El estar cambiando de pareja sexual del esposo a una relación lésbica y nuevamente al esposo y continuar en la práctica bisexual, se está expuesto a un gran número de agentes patógenos que pueden ser transmitidos por vía sexual, ya que con frecuencia no ocurre transmisión de un solo agente, sino de un conjunto de ellos.

Las enfermedades de transmisión sexual ETS, pueden dejar secuelas de esterilidad y otras disfunciones en la capacidad reproductiva de las personas. En las mujeres, por ejemplo el dolor pélvico crónico, la enfermedad inflamatoria pélvica y la infertilidad, son consecuencia de las ETS. Algunas de estas enfermedades pueden pasar de la madre al hijo durante el embarazo o durante el nacimiento como la sífilis, el VIH/SIDA, la hepatitis B, la gonorrea, la clamidiasis y el herpes genital, entre otras.

Comprensión sin actuación

Puede asumir la situación, sin dar rienda a sus deseos actuales, porque comprendió que podría obedecer a la frecuencia con que hoy día se presenta el lesbianismo y por observarlo muy cerca ya de su círculo laboral, social o familiar y de alguna manera siente atracción o curiosidad por vivir nuevas experiencias, pero no se atreve a involucrarse en una relación lésbica, porque sabe que probablemente quedaría allí atrapada y no quiere poner en riesgo la estabilidad de su relación matrimonial y logra controlar sus pensamientos y ponerle romanticismo a su relación matrimonial, o simplemente no se atreve porque al analizarlo detenidamente, decidió no ir en contra de los principios, valores y creencias, los que considera fundamentales para su proyecto de vida personal y familiar.

Comprensión con actuación

Es muy importante que saque tiempo para pensar sobre el asunto y aclare sus sentimientos, deseos y lo que su matrimonio representa para usted e igualmente confronte la atracción que experimenta para realizar prácticas sexuales lésbicas, frente a su sistema de creencias y valores y decida, teniendo en cuenta por lo menos los siguientes aspectos:

No se atreve a establecer una relación lésbica porque:

  • La conducta podría ubicarse en la escala de heterosexualidad predominante con homosexualidad incidental, en principio y podría o no concretarse.

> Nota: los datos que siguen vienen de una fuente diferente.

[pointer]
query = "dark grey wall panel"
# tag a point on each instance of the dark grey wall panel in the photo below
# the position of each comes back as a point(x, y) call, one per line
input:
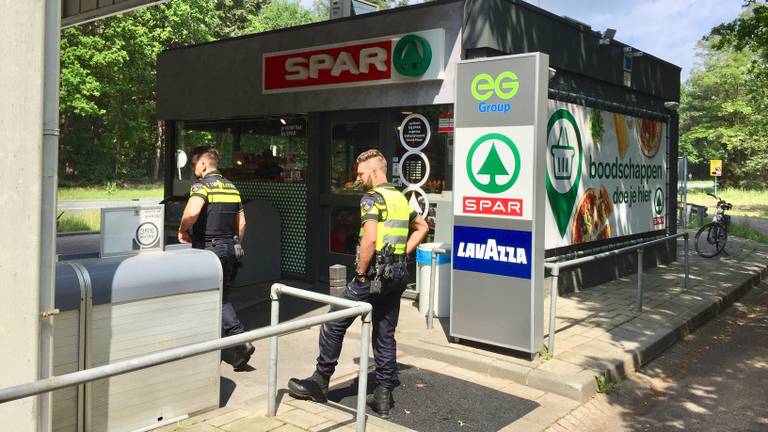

  • Definitivamente podría eliminar estar viendo videos pornográficos porque sabe que le incitan al deseo de practicar sexo lésbico.

  • La situación se ha contemplado en sus fantasías sexuales y el deseo es sólo una manifestación que logró controlar.

  • Decididamente usted sopesó la situación y prefiere no ir en contra de sus patrones de crianza y los códigos espirituales que rigen su vida.

  • El deseo, solo hizo parte de la fantasía y usted no está dispuesta a poner en riesgo su relación matrimonial.

Estaría dispuesta a involucrarse en una relación lésbica porque:

  • Se sentiría agradada y a gusto y le interesaría también continuar aún  asumiendo el riesgo de perder su matrimonio.

  • Está dispuesta asumir el riego del contagio de una enfermedad de transmisión sexual o SIDA.

  • En cualquier caso es importante que analice muy bien las consecuencias y que determine si está dispuesta y preparada para afrontarlas.

  • Está de acuerdo con la libertad sexual, el disfrute y la diversidad cultural como algo propio de los tiempos actuales.

  • Está segura que no se arrepentirá pase lo que pase y a afrontar los cuestionamiento de familiares y amigos.

Trate de recuperar el romanticismo de la relación, creando espacios y lugares de su hogar, o aquellos que ustedes como pareja solían disfrutar.

Propóngale a su esposo ser más creativos en sus relaciones sexuales de acuerdo con los gustos, motivaciones y sistema de creencias.

Piense en todas las cualidades de su esposo, en las cosas hermosas que han compartido y en las posibilidades que tienen como pareja y como padres, si es el caso.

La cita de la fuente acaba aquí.